Believe it or not, this is a pretty common dilemma. Here are a few reasons why people run into problems when choosing a weight:
If you’re a guy in a gym, chances are that you have lots of other guys around you. You don’t want to be embarrassed by picking up a weight that is too light, do you? Who cares! You’re not working out to impress people (although you may be trying to impress people with your results). You are working out to become a better version of you. No one, other than your coach or trainer, should be a factor in the weight you choose.
Unless you’ve been training for a while and know your limits when it comes to any given set scheme, chances are that you don’t know which weight you can handle. If you’re unsure, chances are that you’re going to go lighter than necessary to make sure that you can complete the set. This is almost as detrimental, in terms of progression, as going way too heavy. Choosing the right weight will come with experience.
If you’re in a packed gym or a sparsely equipped home gym, you may not have the right weight for your workout. As you get more experienced, you’ll learn that weight is only one factor in changing the difficulty of a workout. Other factors include rest periods, movement difficulty, compound exercises, and set schemes. After several hundred workouts, you’ll get a good idea of how to manipulate the workout based on your particular needs.

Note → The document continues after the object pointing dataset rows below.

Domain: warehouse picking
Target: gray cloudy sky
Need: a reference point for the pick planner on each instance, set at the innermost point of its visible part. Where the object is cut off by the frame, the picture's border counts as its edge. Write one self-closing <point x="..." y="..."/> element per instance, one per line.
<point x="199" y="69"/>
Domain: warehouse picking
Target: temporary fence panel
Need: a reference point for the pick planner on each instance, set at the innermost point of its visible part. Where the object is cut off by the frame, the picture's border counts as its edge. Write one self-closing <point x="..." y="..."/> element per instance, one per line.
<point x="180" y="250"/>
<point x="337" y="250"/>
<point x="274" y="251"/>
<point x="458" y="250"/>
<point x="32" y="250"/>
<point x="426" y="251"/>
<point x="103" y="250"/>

How to Determine Your Workout Weight
Now that we have some understanding of why you might be choosing the wrong weight when exercising, it’s time to learn how to choose the right weight.
I’ve always found that determining your 3 Rep Max (3RM) is the best way to determine your weight for most workouts. Most heavy lifters use 1 Rep Maxes, but unless you’re doing heavy strength training, it’s probably not necessary.
The best way to determine your 3RM is by using a qualified trainer. While you could come up with it yourself, it will be impossible to watch your form unless you’re very experienced at lifting. A trainer will be able to watch your form, and a really good trainer will be able to tell you if you could handle more weight just by watching you lift.
Either way, here is a progressive set to help you determine your 3RM in any exercise:
Set 1: Perform 15 reps of the movement with an extremely lightweight or no weight at all.
Set 2: Increase the weight slightly and perform 12 reps of the movement using a slow and controlled movement.
Set 3: Increase the weight slightly again and perform 8-10 reps (if you are having trouble making it to this rep range, you increased the weight too much).
Set 4: Increase the weight by a more substantial increment and perform 5 reps.
Set 5: Increase the weight by an appropriate proportion based on your last set. If it was really easy, increase it a lot. If it was very difficult, increase the weightless.
There you have it! While you could do this for every exercise, it may be more practical to simply do it for the primary movements like the Barbell Squat, Barbell Military Press, Barbell Deadlift, Kettlebell Goblet Squat, and Kettlebell Overhead Press. These movements will give you a good baseline that you can then apply to your workouts based on the rep schemes you’re planning on using.